Another thing is that you can use the post-identification function in MS-DIAL. For example, I prepare a *.txt file (see below. please follow the MS-DIAL tutorial) for post-identification, where I put the name, InChIKey, Formula, SMILES, Adduct, and corresponding m/z (it is important as MS-DIAL use it for identification), but leaving RT as -1. currently, I only consider M+H, M+Na, M+K, M+NH4, 2M+H, 2M+Na, 2M+K as well as 2M+NH4 for positive mode. With all this information, you can easily check which feature could be the true one for your reference standard and the exported spectra will contain this meta-information as well. Otherwise, you will have to manually add meta information for each spectra in MS-FINDER.

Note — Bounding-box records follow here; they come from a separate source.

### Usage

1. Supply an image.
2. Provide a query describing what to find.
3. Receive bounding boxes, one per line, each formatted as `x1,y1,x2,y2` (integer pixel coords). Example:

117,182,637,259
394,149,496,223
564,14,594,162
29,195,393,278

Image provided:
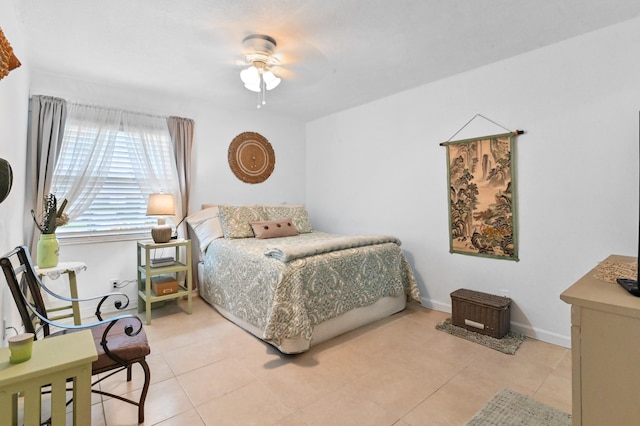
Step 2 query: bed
186,204,419,354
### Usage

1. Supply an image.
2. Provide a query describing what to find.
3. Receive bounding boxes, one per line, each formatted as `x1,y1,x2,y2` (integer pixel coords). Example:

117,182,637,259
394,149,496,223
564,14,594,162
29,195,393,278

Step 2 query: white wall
0,1,29,347
306,19,640,346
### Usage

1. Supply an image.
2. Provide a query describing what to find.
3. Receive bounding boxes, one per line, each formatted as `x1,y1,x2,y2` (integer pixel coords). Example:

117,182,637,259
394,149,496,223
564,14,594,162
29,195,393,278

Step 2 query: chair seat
52,320,151,372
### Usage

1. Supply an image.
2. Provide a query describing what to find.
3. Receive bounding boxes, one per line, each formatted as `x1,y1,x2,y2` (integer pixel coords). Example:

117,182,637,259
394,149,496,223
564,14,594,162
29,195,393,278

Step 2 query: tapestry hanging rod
440,114,524,146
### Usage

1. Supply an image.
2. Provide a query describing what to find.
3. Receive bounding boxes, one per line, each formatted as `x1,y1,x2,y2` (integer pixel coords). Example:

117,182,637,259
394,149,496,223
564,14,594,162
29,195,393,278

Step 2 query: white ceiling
13,0,640,121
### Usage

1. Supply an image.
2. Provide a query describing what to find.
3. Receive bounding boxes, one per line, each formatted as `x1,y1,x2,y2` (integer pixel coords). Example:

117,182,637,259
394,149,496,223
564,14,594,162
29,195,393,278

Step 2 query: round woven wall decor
229,132,276,183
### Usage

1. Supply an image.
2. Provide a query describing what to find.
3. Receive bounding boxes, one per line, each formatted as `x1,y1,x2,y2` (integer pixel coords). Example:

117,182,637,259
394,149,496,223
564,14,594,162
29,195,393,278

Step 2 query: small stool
35,262,87,325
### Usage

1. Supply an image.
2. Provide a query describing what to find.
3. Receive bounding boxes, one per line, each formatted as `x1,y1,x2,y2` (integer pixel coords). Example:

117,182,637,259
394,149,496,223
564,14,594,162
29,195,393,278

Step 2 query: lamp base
151,225,171,244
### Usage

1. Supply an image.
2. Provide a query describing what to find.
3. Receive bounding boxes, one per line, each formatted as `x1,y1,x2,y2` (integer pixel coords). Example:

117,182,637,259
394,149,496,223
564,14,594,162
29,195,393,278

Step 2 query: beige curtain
167,117,193,230
24,95,67,255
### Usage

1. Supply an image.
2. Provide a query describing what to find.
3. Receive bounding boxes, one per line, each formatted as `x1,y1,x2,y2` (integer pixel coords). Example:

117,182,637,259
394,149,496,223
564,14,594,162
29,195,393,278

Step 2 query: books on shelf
151,256,176,268
151,275,178,296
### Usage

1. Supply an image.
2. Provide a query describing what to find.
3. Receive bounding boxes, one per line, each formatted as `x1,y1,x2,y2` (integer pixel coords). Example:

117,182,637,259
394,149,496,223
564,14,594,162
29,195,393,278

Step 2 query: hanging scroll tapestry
443,133,518,261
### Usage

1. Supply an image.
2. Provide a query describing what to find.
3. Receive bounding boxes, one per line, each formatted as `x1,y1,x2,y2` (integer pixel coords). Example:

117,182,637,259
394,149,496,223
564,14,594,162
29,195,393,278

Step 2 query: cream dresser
560,255,640,426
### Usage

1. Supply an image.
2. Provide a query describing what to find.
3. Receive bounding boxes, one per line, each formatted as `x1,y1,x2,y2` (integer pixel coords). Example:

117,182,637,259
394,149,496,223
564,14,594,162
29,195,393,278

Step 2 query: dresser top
560,254,640,318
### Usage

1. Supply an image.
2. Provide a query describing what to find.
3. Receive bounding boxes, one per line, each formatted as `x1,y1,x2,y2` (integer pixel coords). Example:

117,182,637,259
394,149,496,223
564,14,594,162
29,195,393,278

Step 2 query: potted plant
31,194,69,269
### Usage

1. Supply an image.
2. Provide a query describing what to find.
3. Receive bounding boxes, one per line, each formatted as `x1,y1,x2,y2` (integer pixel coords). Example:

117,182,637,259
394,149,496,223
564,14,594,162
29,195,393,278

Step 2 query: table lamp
147,194,176,243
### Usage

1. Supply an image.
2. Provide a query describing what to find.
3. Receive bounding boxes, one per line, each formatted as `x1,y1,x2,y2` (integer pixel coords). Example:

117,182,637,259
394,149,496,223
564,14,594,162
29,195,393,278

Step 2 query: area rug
467,389,571,426
436,318,525,355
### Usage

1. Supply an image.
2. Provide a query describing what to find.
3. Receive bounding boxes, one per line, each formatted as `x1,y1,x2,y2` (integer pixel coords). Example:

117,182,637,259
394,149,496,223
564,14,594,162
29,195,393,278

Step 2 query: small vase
37,234,60,269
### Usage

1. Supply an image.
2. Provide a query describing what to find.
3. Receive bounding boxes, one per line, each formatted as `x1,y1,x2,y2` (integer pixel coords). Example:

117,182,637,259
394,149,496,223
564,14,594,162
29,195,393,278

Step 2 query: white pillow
186,206,224,253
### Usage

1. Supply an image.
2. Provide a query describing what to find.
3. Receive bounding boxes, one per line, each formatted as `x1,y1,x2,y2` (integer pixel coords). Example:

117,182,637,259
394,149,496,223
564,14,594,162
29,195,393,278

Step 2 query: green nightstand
138,240,193,325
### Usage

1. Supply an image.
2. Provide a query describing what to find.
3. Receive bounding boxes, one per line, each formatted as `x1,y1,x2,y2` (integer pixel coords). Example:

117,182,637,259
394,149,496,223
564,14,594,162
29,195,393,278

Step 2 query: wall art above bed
229,132,276,183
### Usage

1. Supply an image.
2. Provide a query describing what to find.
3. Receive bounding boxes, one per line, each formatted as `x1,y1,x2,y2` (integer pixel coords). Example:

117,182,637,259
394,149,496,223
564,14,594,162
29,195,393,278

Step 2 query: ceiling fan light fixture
240,34,282,108
262,71,282,90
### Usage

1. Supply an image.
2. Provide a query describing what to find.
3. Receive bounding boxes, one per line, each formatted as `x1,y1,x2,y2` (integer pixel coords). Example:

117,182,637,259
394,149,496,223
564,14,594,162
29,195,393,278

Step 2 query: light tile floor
92,298,571,426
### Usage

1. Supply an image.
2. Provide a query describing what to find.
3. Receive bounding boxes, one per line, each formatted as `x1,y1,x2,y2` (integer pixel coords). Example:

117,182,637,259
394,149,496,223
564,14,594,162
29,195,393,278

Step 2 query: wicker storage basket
451,288,511,339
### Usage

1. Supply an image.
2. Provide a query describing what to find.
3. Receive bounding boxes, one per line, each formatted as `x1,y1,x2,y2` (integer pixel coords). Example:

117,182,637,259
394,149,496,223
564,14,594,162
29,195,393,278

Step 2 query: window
51,106,178,239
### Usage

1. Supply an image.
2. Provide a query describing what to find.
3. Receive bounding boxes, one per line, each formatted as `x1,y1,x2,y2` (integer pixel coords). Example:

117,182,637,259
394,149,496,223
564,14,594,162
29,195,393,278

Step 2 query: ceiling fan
240,34,282,109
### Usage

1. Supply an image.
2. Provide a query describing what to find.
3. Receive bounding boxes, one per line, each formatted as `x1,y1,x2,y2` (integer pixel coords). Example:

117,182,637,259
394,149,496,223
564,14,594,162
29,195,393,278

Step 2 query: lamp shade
147,194,176,216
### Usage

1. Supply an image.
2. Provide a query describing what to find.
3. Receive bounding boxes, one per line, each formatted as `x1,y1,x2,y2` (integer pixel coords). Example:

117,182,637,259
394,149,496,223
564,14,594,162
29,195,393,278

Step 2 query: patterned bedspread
200,232,419,343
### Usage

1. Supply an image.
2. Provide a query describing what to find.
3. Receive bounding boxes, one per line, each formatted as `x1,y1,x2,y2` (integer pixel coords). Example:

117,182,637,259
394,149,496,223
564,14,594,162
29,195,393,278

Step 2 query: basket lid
451,288,511,308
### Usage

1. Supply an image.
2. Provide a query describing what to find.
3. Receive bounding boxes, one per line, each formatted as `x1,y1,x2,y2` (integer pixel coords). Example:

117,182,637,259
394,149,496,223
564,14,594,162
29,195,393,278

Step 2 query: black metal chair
0,246,151,423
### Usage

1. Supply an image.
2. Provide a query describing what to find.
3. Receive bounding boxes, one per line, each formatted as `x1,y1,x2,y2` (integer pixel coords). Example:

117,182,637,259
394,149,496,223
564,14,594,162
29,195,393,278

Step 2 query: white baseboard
420,297,571,348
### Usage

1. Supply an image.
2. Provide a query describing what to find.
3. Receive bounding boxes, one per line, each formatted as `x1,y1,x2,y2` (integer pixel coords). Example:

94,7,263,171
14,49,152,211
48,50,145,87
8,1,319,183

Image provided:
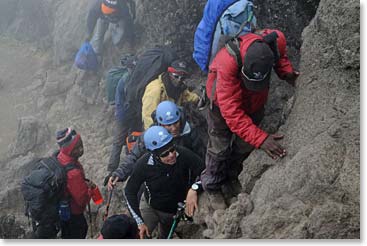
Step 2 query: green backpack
106,67,129,105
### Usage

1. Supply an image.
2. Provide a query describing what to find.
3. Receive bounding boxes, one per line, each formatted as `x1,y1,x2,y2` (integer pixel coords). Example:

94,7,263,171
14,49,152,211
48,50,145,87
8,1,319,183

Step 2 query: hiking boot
208,191,227,210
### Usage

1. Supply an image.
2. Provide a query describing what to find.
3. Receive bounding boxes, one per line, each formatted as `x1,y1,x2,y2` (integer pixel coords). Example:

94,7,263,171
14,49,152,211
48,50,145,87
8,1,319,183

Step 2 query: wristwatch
191,183,199,191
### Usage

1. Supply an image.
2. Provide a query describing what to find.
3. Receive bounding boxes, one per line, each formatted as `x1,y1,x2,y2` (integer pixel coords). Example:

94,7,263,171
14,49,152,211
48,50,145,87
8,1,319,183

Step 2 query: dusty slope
0,37,47,157
0,0,359,238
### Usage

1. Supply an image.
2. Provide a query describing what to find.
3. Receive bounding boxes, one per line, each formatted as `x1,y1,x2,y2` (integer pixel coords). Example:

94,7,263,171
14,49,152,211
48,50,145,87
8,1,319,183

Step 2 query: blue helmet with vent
155,101,181,125
144,126,173,151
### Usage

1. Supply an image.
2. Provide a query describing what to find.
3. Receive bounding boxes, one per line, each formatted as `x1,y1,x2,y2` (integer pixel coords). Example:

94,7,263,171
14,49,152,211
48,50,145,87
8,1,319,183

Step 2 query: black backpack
21,155,78,221
125,46,178,131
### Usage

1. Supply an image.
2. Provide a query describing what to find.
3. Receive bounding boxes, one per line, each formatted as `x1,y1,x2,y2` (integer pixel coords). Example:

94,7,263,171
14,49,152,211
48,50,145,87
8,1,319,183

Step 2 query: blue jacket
115,71,131,122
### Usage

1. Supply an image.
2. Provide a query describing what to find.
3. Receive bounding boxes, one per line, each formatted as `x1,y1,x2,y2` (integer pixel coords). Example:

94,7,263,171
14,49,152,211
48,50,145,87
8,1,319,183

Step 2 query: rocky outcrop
204,0,360,239
0,0,360,238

You can also use LIMA software for the management of you *.msp libraries.
Hi, I have the same problem with nominal GC-MS data. It seems tricky to have perfect alignment parameters. What I have done was to quickly turn those replicates into unknowns by Ctrl + D in the ion table.
One thing to comment on. I saw that some forks say Lib2NIST cannot convert all spectra at once but in my experience, we can do that. What we need to do is to tick the Use Subset, and to specify all spectra which can be check in the NIST MS Search Program, in the Define Subset. Please see details in the mspcompiler vignettes.